Inserted: 12 jan 2021
Last Updated: 1 apr 2021
In this thesis we discuss variational problems concerning Willmore-type energies of curves and surfaces. By Willmore-type energy of an immersed manifold we mean a functional depending on the volume (length or area) of the manifold and on some $L^p$-norm of the mean curvature of the manifold. The functionals we consider are the $p$-elastic energy of an immersed curve, defined as the sum of length and $L^p$-norm of the curvature vector, and the Willmore energy of an immersed surface, which is the $L^2$-norm of the mean curvature of the surface. We shall consider problems of a variational nature both in the smooth setting of manifolds and in the context of geometric measure theoretic objects. The necessary definitions and preliminaries are collected and discussed in Chapter 1. We then address the following problems.

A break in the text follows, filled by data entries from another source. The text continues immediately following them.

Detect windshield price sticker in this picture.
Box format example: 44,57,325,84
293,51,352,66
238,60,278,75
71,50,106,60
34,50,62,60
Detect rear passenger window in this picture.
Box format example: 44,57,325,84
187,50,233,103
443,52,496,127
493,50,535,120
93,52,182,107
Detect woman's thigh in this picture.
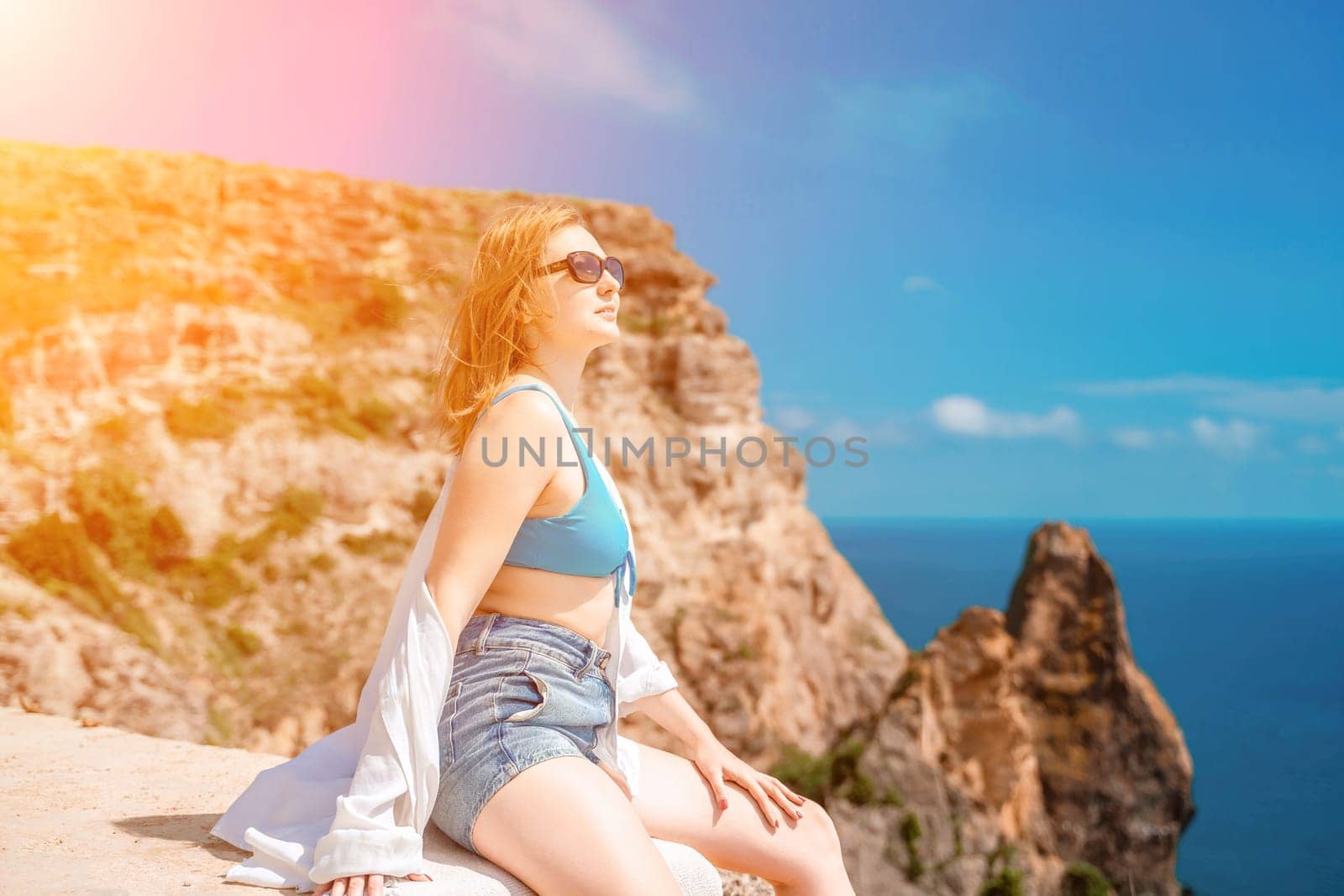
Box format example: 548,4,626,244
634,743,838,884
473,757,681,896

• In Chapter 2 we consider a gradient flow of the $p$-elastic energy of immersed curves into complete Riemannian manifolds. We investigate the smooth convergence of the flow to critical points of the functional, proving that suitable hypotheses on the sub-convergence of the flow imply the existence of the full limit of the evolving solution.

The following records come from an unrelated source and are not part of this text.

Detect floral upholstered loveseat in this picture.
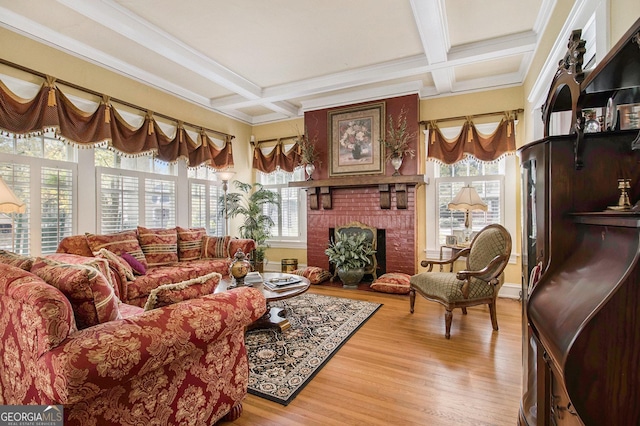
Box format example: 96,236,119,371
0,253,265,426
57,226,255,307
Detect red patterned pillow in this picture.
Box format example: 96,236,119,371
292,266,331,284
370,272,411,294
176,226,207,262
31,257,121,329
0,250,33,271
144,272,222,311
86,229,147,267
200,235,231,259
138,226,178,266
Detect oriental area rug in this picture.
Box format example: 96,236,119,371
245,293,382,405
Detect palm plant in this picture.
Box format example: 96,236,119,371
218,180,280,262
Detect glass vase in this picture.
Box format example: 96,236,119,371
304,163,316,180
391,156,402,176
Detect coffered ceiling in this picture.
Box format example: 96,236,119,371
0,0,555,124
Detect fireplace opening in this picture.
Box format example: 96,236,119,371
329,228,387,282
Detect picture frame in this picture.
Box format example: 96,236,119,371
327,102,385,177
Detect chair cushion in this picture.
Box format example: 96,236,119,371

• In Chapter 3 we address the problem of finding a generalized weak definition of $p$-elastic energy of subsets of the plane satisfying some meaningful variational requirement. We find such a definition by characterizing a suitable relaxed functional, of which we then discuss qualitative properties and applications.
• In Chapter 4 we study the minimization of the Willmore energy of surfaces with boundary under different boundary conditions and constraints. We focus on the existence theory for such minimization problems, proving both existence and non-existence theorems, and some functional inequalities.